I have heard and read a number of comments about the healing waters of Dawasamu. Some have told stories of its miraculous healings and others have scoffed at it as a mere figment of imagination. But the Dawasamu healing waters have continued to attract thousands of visitors per day.

Therefore, I decided to visit the much-talked about place myself.

I made arrangement with Lusi, a family friend, and her son Jone to act as our guide to visit Dawasamu.

We left Namadi Heights at 2pm and reached Tailevu township at 2.45pm. We crossed the bridge and swung right on to the beautifully tarsealed road leading to Natovi jetty, passing close the newly-renovated RKS and QVS and then on to the bumpy and dusty road leading to Dawasamu.

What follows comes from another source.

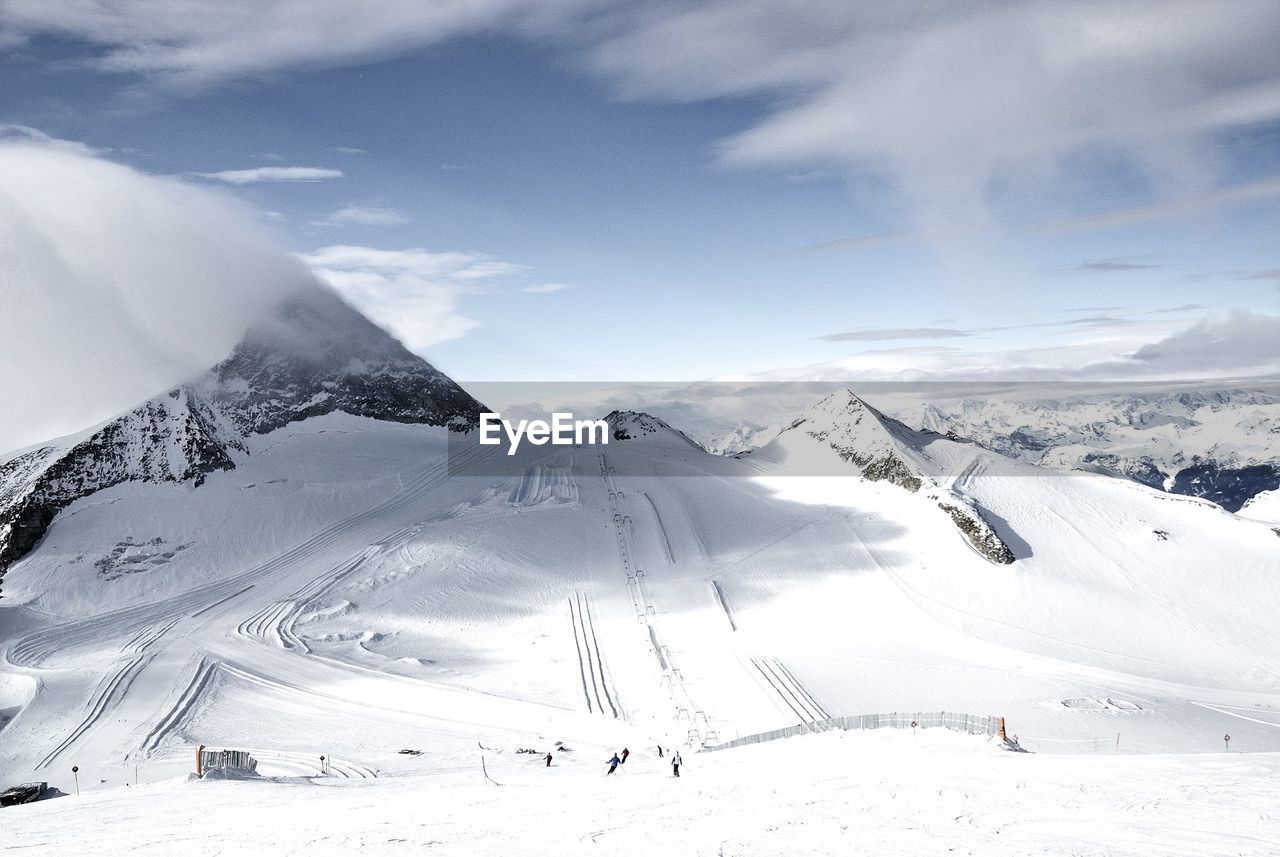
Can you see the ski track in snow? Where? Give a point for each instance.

Upon inquiry Jone told me that it would take approximately 20 to 25 minutes on this dirt road to reach the village. We reached at 3.45pm. Lusi had already made arrangements with a relative in the village for a parking spot for our car. An elderly gentleman ushered us into our parking space. I saw a long line of vehicles of all shapes and sizes waiting in a queue along the narrow road.

At the village I discovered a hive of activity. There were newly-erected sheds where villagers sold fruits, hot tea/coffee, juice, etc.

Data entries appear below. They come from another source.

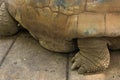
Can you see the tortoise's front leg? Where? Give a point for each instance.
(8, 25)
(93, 55)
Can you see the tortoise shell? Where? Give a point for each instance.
(67, 19)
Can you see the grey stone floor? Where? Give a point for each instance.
(22, 58)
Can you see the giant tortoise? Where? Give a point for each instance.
(92, 26)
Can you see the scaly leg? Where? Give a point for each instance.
(93, 55)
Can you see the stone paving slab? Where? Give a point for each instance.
(27, 60)
(112, 73)
(5, 44)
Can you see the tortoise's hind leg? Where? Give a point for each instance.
(8, 25)
(93, 55)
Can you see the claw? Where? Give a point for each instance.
(81, 70)
(73, 60)
(75, 65)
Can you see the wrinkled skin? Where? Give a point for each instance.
(60, 26)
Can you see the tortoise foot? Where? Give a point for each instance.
(93, 56)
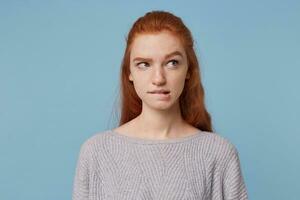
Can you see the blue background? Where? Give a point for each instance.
(59, 76)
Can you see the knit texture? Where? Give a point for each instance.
(202, 166)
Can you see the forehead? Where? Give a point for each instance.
(155, 44)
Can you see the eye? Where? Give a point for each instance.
(175, 62)
(138, 64)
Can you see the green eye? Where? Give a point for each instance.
(138, 64)
(175, 62)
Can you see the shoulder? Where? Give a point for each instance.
(95, 140)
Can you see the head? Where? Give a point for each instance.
(160, 54)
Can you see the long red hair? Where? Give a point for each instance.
(191, 100)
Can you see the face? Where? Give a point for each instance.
(158, 61)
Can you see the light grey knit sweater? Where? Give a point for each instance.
(200, 166)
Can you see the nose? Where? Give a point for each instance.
(158, 76)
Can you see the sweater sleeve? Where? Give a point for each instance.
(81, 178)
(233, 182)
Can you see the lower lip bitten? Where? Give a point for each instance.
(162, 96)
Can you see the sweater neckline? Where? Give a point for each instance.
(137, 140)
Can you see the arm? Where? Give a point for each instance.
(233, 182)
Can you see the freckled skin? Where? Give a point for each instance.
(158, 73)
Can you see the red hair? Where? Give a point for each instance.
(191, 100)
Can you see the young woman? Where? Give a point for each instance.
(164, 147)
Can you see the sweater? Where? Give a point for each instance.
(202, 166)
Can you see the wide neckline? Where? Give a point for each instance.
(155, 141)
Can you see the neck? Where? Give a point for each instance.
(161, 124)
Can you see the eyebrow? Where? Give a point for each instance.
(166, 57)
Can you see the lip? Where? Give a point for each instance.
(162, 91)
(162, 96)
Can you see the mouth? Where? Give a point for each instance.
(162, 95)
(160, 92)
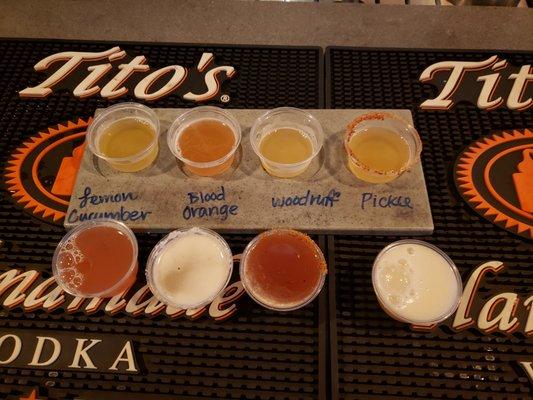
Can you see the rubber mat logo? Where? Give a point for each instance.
(48, 296)
(490, 84)
(81, 73)
(41, 173)
(495, 176)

Young boys carried roti parcels in plates and sold them to the people waiting in their vehicles. Tired and thirsty visitors bought these items and chatted away in a friendly camaraderie.

Others waited in their vehicles with doors wide open to allow for fresh air. There was an air of patience in waiting and a determination to reach the healing waters. A woman was being pushed on a wheelchair. A couple of village lads came running to help her. And I thought to myself, oh God, so much of the milk of human kindness that prevails here.

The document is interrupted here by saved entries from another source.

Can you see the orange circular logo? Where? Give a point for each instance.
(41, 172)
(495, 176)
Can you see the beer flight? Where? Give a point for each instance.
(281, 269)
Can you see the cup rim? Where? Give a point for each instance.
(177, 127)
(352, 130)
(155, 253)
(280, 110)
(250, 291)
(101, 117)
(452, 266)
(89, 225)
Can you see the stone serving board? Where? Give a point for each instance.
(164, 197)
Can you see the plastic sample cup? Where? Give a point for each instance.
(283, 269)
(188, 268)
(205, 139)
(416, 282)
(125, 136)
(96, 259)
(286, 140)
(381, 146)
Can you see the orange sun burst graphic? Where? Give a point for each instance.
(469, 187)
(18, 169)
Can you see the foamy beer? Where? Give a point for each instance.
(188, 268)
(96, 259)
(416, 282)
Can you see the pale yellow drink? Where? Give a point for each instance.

A group of village lads were busy carting water in plastic containers and a wheelbarrow. I noticed that they were moving towards the newly-erected toilets for the visitors and filling the drums there. Man it was a hard job, but the lads looked very enthusiastic.

A senior gentleman controlled the movements of the vehicles. He was wearing a yellow striped jacket. He occasionally shouted orders to other village lads wearing similar jackets. Another lad was supplying drinking water to the visitors waiting in their vehicles. It then occurred to me that they all were members of the village committee to serve the visitors

We were told that the site of the healing waters would open at 5pm. At 5.15pm the vehicles started a slow crawl. A waiting sick person died and there was a commotion.

Our turn to enter the one-lane dirt road to healing waters came at 8pm. Village lads controlled the movements and the parking of 30 vehicles which were allowed to go in at any one time. This prevented congestion and allowed for easy flow.

The believers rushed in to have their showers and to fill water in the plastic containers for use at home. It was pitch dark because the area has no electricity. People used torches and helped each other. The sound of cheerfulness in their voices reflected that they were happy to be there and thanked God for the opportunity.

My group finished at 9pm and we started driving back on the narrow road. As we returned we saw a long line of vehicles still waiting for their turn. We saw more vehicles coming in at that time. The area is well outside the mobile net communication and if things went wrong there would be no way of communicating with the world outside.

When our car finally reached the tarsealed road we breathed a sigh of relief that we had made it safely. We reached home at 11pm and our heart went out to those who still waited in the queue.

Dawasamu villagers deserve our hearty thanks for their kindness, love and compassion. Dawasamu’s healing waters phenomena will linger in my mind for a long time. There must be a supernatural force to attract thousands from around the world.

You have got to see and experience this to believe it.